Here’s what I learned on page B5:
As more newspapers close the door on free access to their websites [sic], some publishers are still waiting for paying customers to pour in.
No mention of the alleged calisthenics in which the News Corp.’s staff have undertaken in order to get a story. But the message for me was clear. Newspapers, like most of those dependent on resource rich, non digital methods of generating revenue, have to do something. In the case of the alleged actions of the News Corp. I am hypothesizing that almost anything seems to be worth considering.
Is online to blame? Are dark forces of 12 year olds who download content the root of the challenges? Is technology going to solve another problem or just add to the existing challenges?
Making money online is a tough, thankless task. A happy quack to http://www.calwatchdog.com/tag/sisyphus/
My view is that pay walls are just one manifestation of the wrenching dislocations demographic preferences, technology, financial larking, and plain old stubbornness unleash. The Wall Street Journal explains several pay wall plans; for example, the Wall Street Journal is $207 a year versus the New York Times’s fee of $195.
The answer for me is that I did not miss the hard copy Wall Street Journal too much. I dropped the New York Times print subscription and I seem to be doing okay without that environmentally-hostile bundle of cellulose and chemically-infused ink. Furthermore, I don’t use either the Wall Street Journal or the New York Times online. The reason is that edutainment, soft features, recycled news releases, and sensationalism do not add value to my day in Harrod’s Creek, Kentucky. When I look at an aggregation of stories, sometimes I click and see a full text article from one of these two newspapers. Sometimes I get the story. Sometimes I get asked to sign up. If the story displays, fine. If not, I click to another tab.

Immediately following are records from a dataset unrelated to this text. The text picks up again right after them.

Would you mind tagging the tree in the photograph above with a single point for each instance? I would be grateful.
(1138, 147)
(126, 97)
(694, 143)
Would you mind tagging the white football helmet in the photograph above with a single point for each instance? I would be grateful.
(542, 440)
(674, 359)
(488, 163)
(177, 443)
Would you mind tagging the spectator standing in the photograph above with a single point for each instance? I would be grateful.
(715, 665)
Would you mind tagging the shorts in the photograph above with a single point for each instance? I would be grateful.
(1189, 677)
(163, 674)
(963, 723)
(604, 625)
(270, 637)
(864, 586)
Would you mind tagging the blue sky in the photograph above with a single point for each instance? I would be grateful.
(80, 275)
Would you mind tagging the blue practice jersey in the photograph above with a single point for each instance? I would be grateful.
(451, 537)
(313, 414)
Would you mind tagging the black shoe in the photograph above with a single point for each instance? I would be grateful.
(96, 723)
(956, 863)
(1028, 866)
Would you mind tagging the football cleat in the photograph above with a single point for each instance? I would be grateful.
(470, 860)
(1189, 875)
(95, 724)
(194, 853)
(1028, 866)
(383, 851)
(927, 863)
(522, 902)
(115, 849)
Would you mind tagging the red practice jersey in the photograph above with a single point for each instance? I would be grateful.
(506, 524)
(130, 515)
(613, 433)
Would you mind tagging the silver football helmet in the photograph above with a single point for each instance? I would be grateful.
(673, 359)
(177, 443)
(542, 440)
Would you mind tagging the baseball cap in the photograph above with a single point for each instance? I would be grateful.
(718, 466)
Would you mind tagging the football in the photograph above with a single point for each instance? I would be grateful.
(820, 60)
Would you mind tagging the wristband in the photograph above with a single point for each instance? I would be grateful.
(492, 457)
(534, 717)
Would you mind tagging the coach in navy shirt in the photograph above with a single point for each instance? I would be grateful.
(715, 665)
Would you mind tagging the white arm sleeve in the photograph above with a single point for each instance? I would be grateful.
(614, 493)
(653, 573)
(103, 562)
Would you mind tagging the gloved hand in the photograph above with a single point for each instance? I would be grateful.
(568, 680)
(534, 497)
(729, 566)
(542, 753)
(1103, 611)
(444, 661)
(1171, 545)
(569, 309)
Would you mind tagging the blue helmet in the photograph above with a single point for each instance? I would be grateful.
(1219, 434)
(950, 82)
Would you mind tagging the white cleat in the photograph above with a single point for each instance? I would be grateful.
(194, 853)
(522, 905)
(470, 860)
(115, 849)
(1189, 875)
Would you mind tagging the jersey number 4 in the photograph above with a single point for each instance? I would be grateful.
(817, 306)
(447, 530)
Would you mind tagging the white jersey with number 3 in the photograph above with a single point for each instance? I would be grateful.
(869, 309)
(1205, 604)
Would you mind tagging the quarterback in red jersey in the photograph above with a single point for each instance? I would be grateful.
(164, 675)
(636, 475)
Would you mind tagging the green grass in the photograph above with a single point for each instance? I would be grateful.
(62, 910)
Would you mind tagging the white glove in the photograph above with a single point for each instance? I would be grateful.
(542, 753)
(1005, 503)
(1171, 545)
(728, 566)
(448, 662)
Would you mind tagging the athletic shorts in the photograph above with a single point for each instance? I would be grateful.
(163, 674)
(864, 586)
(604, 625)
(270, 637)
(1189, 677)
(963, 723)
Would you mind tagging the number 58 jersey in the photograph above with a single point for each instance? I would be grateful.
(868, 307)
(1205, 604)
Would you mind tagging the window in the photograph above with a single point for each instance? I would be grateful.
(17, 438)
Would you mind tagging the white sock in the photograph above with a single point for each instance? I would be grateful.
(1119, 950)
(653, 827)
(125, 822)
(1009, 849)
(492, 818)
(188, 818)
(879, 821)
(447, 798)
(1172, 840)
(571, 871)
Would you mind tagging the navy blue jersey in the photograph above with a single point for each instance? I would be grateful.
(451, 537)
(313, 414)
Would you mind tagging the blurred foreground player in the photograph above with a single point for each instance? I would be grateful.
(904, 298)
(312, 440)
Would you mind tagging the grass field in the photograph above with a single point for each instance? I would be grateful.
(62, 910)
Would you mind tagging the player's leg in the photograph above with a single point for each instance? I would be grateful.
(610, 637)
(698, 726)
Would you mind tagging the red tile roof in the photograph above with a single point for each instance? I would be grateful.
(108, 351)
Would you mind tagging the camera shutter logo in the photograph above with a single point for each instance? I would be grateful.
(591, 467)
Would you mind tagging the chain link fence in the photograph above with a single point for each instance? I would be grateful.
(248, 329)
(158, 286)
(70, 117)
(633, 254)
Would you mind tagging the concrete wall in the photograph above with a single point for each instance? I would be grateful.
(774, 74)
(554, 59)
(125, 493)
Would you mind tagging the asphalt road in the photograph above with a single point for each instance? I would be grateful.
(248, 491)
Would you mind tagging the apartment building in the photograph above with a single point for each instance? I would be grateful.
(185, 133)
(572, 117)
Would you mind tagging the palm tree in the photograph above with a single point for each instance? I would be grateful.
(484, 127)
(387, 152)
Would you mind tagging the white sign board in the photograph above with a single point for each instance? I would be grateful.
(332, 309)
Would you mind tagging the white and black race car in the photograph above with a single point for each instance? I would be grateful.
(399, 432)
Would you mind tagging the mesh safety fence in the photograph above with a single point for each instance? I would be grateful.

When I worked at Halliburton NUS and then at Booz, Allen & Hamilton, reading the Wall Street Journal and the New York Times was part of the “package”. Now I am no longer a blue chip “package.” I am okay with that repositioning. The upside is that I don’t fool with leather briefcases, ties, and white shirts unless I have to attend a funeral. At my own, The downside is that I am getting old, and at age 67 less and less interested in MBA wackiness. I have no doubt I will be decked out in my “real” job attire. For now, I am okay with tan pants, a cheap nylon shirt, a worn Reebok warm up jacket, and whatever information I can view on my computing device.
Newspaper publishing has not adjusted to age as I have. Here’s a factoid from my notes about online revenue:
When printed content shifts to digital form, the online version shifts from “must have” to “nice to have”. As a result, the revenues from online cost more to generate and despite the higher costs, the margins suck. Publishers don’t like to accept the fact that the shift to online alters the value of the content. Publishers have high fixed costs, and online thrives when costs are driven as low as possible.